“Numb the dark and you numb the light.”
~ Brene Brown
Why is the United States the most obese nation in the world? Why are we the most addicted nation in the world. Why is it that 70% of Americans take at least 1 prescription drug? Now don’t get me wrong; I am beyond grateful for this wonderful country. My family escaped tyranny in Eastern Europe during World War II to find comfort, safety, and opportunity here. I am what I am and largely have what I have because of the great freedoms and subsequent opportunities afforded to me in this great nation. I have been and continue to be proud of this nation, regardless of our flaws. And like every other nation, we are imperfect. But we seem to be having the greatest difficulty with the acceptance of our imperfections. Instead, we have the increasing NEED for perfection. We have the accumulating need for certainty. We too often demand control when such a thing does not exist.
And when these needs and demands are not met or achieved (and be sure that perfection, certainty, and exact prediction are not real and do not exist), we feel tremendous discomfort. And at an increasing rate, the action that often follows discomfort is the practice of numbing it. We use drugs. We excessively shop. We binge eat. We gamble. We distract with technology. We lie to those we love most. And most unfortunately, we lie to ourselves. And this makes us more uncomfortable so we numb some more. And the most tragic outcome of this numbing is that we not only blunt the very unhealthy negative emotions we are experiencing; we also squash the most beautiful and important of human emotions: joy, happiness, love, contentment, empathy, and many others.
I am so concerned by the increasing degree of perfection that we demand of ourselves and that we demand of others. If we continue to practice these unhealthy demands, we can and will fulfill a destiny of intense suffering. We will continue to build and reinforce a land of fear and a practice of blame. You see, as fear grows, it often promotes avoiding and blaming and hating. If you do not believe me, just watch some of our potential future leaders debate as the next presidential election approaches. The most frightening part about the practice of blame is that the primary feeling that underlies blame is discomfort; the same discomfort that is ripened and reinforced by perfectionist living and philosophies. Similar to the practice of numbing our emotions with food or drugs, blame distances us from our emotions as well. Blame is often gratifying in the short term; however, when we blame, we lose our ability to see the whole picture. We lose the opportunity for insight, the insight that allows us to see what is actually in our control. There is no problem or conflict that is completely 1 sided. And when we blame, we make it 1 sided and we spread fear in the process, we distance ourselves from guilt but also distance ourselves from truth and empathy.
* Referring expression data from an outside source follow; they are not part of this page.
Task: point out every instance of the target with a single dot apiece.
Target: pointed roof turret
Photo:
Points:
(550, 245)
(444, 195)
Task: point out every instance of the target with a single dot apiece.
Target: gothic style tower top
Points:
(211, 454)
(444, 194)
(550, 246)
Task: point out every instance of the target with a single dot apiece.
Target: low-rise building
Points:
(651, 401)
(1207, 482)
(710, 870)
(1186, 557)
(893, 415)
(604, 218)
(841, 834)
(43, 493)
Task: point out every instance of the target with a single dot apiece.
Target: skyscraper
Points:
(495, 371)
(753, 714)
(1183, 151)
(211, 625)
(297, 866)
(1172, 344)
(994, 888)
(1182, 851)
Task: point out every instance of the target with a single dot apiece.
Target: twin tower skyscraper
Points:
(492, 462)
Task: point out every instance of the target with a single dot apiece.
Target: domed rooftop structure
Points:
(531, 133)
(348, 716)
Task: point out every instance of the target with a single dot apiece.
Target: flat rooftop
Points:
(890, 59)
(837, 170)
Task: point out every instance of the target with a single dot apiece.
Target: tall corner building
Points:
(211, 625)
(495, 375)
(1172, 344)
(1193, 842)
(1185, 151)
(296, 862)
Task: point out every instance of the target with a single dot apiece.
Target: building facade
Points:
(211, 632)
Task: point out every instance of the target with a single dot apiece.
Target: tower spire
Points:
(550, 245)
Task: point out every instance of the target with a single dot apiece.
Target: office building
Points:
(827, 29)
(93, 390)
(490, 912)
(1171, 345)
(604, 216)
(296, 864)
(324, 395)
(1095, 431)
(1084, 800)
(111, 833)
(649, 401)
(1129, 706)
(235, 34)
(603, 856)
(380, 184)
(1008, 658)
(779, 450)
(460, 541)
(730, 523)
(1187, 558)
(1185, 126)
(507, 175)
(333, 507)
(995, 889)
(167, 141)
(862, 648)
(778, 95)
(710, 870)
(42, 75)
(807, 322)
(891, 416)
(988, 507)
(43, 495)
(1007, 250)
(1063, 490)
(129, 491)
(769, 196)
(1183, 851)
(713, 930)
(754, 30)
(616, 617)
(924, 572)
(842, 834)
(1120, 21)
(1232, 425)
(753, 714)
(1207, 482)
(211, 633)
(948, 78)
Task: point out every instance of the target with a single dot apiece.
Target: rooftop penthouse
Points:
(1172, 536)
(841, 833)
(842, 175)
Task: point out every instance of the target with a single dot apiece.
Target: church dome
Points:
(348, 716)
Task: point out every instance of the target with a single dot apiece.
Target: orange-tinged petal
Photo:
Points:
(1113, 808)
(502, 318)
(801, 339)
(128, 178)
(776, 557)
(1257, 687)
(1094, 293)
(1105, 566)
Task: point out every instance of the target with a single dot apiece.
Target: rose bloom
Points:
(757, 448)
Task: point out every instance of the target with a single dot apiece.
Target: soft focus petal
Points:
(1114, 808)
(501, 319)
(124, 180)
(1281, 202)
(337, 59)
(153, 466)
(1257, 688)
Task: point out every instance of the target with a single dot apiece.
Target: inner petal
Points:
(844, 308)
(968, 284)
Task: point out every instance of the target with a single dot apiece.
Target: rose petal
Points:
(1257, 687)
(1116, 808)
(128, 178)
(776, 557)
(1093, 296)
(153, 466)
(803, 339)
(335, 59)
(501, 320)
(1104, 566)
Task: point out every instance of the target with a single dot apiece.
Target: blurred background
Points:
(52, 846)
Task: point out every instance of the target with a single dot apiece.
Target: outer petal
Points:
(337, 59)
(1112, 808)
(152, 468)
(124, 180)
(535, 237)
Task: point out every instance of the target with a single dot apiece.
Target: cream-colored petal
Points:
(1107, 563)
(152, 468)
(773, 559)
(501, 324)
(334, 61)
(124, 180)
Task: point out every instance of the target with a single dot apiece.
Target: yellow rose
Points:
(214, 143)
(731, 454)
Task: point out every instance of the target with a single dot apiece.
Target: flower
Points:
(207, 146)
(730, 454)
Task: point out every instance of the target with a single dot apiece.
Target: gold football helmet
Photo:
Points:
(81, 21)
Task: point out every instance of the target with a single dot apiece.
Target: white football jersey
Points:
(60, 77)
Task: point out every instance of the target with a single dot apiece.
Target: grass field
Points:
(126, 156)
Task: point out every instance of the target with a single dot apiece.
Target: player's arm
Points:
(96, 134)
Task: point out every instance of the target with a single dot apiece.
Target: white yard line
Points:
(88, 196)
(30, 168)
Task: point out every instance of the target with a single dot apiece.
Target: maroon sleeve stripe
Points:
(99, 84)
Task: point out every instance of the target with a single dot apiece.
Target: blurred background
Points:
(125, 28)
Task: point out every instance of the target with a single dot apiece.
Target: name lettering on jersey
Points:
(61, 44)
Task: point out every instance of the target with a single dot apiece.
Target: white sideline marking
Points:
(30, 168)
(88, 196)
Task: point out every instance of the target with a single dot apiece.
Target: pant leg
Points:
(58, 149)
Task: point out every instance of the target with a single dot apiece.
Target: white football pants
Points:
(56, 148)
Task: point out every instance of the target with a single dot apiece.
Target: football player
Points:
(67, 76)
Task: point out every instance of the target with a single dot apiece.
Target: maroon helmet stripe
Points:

Courage is the awareness and willingness to be vulnerable. Bravery is the desire to see all of ourselves; not just our strengths. And therefore, a life of freedom is cultivated by an acceptance and embracement of our imperfections. True heroism is founded in an acknowledgement and acceptance of our vulnerabilities. And be sure that our future is largely dependent on the choice to be heroic in this way. Be uncomfortable, make mistakes, and know that you and your imperfections are inherently worthwhile.
I want to thank Dr. Brene Brown for re positioning vulnerability into the frame of true courage. Dr. Brown’s thoughts, efforts, and work (which are largely reflected in this article) are so valued and so amazing and so important.